The under-painting is a grayish mix that is used for the flesh, Mary's crown and pearls, or anything in a similar range to that. Mix Titanium White, some linseed oil, Quinacridone Rose, Pthalo Green, and a little Indian Yellow to make a translucent gray. Mix a whole range of values using these combinations, keeping it neutral to warm, mixing more Indian Yellow into the lighter values.
Apply the paint slowly and meticulously, think of the painting you are copying as all gray values. Paint very thin and try not to leave any brushstrokes, just kind of dab the paint on.
Here is the start of my underpainting. Just the face took about 20 hours, and the pearls took many more.
Remember that what you paint is going to look darker than what you have mixed on your palette.
For all of the gold parts, also do the gray under-painting.
For any large, simple, dark, neutral part of the painting, for example a large fur coat of a background, use complement weaving. Choose a complement pair that is close in value such as red and green. Mix Quinacridone Rose and Pthalo Green (more of one- red) and a bit of Indian Yellow and paint the first layer, paint all the way up to the figure, then use a cotton cloth to dab to control value and eliminate the hard edges. Let the layer dry. Then use Pthalo Green and Quinacridone Rose (more of one- green) and Indian Yellow and paint another layer then dab. Repeat as many times as necessary.
For colored cloth, jewels, flowers, or hair paint a thin color that is one step lighter than what it is supposed to be. For example, for a dark red flower, paint orange, for a violet, paint red, for a dark blue, paint a lighter blue. Add a little Titanium White in so it's not too transparent. For jewels, don't neutralize at all, they should be full bright (this will shine through later). For brown hair, it should be a reddish or greenish brown under-painting.
The rusty orangey mix for the hair is Quinacridone Rose, a bit of Pthalo Green and Indian Yellow and some Titanium White. Then cool it down with a bit on Pthalo Blue.
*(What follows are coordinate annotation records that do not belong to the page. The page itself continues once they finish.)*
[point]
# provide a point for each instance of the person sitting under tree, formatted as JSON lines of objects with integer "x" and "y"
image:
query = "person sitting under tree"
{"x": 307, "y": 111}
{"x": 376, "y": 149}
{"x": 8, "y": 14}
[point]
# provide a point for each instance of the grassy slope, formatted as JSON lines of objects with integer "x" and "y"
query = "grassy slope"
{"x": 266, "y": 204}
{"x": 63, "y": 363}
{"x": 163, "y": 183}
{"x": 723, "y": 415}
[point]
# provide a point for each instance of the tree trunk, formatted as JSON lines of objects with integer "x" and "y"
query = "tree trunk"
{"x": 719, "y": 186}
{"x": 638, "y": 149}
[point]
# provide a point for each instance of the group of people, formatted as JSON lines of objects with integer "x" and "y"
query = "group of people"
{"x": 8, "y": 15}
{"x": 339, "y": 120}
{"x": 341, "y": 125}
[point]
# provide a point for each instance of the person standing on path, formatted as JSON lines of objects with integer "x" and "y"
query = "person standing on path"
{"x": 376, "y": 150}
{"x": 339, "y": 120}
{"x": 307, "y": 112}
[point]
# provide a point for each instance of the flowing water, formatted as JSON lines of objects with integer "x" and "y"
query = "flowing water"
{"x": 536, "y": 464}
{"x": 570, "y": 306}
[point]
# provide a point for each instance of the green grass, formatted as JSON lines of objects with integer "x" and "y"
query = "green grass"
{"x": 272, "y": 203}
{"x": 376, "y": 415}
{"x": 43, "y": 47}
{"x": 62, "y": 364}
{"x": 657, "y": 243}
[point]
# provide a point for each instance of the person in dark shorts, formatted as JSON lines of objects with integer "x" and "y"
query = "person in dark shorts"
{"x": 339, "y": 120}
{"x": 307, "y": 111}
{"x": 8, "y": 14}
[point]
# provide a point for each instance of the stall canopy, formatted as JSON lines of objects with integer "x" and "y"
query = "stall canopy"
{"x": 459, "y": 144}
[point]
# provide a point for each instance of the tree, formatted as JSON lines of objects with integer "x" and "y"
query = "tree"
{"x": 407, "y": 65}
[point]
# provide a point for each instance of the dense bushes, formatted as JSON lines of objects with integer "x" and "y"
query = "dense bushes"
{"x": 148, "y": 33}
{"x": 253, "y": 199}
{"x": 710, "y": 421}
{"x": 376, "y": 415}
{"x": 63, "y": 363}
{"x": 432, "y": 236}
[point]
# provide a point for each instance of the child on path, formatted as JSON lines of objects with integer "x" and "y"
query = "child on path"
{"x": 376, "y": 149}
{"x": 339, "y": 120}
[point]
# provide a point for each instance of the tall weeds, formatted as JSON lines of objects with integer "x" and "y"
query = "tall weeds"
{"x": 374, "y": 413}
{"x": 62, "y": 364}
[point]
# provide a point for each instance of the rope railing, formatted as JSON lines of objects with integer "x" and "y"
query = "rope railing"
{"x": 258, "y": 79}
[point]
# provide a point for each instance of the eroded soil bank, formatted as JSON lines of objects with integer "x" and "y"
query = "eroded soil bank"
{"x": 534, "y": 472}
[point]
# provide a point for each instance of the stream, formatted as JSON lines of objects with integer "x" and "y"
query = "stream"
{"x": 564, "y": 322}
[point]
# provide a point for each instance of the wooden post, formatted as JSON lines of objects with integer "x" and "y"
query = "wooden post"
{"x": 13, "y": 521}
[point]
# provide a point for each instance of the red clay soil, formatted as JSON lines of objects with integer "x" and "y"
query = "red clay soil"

Make a value scale of this color.
Mary's hair unfortunately looks like the Little Mermaid's hair...
Look closely and notice that I used the other end of my paintbrush to scratch in directional lines and waves in her hair.
The next step is the first glaze! Begin with the flesh. Glazing is pretty simple and once you have done one area, you will understand how to do it with the rest. It is a very thin application of paint done very slowly and using tiny brushes and brushstrokes. Mix Indian Yellow, Quinacridone Rose, and Titanium White to make a variety of hues. Also use any other of your transparent blues and greens to make some cool values too.
****It is important to note that you SHOULD DEFINITELY keep your sealed palette in the freezer when not painting, so your paints will stay wet for a long time even though they are thin!*****
Make your paint mixtures fairly thinned with linseed oil, but not puddled up, just like the consistency of butter. Make a plum color with Alizarin Crimson, Indian Yellow, Ultramarine Blue, and white.
Also make some very saturated as well as very light colors. The gray of the under-painting will neutralize.
^Notice the consistency^
Put down the colors first and don't dab with a cloth, just stipple with the brush to blend. Try to not have brush strokes. There is variety in every part of the painting, there are no areas of homogeneous color.
^This is a detail comparison to the photo I was looking at^
Here is the palette of colors you would generally mix for the first glaze over the gold parts. Jan van Eyck used gold filigree I'm sure, but I didn't have the money or time to do that.
This is as far as I got. It needs the first glaze finished, as well as at least 2 more glazes more, because at this point you can see that the gray under-painting is still shining through and dulling it. The hardest work is over though!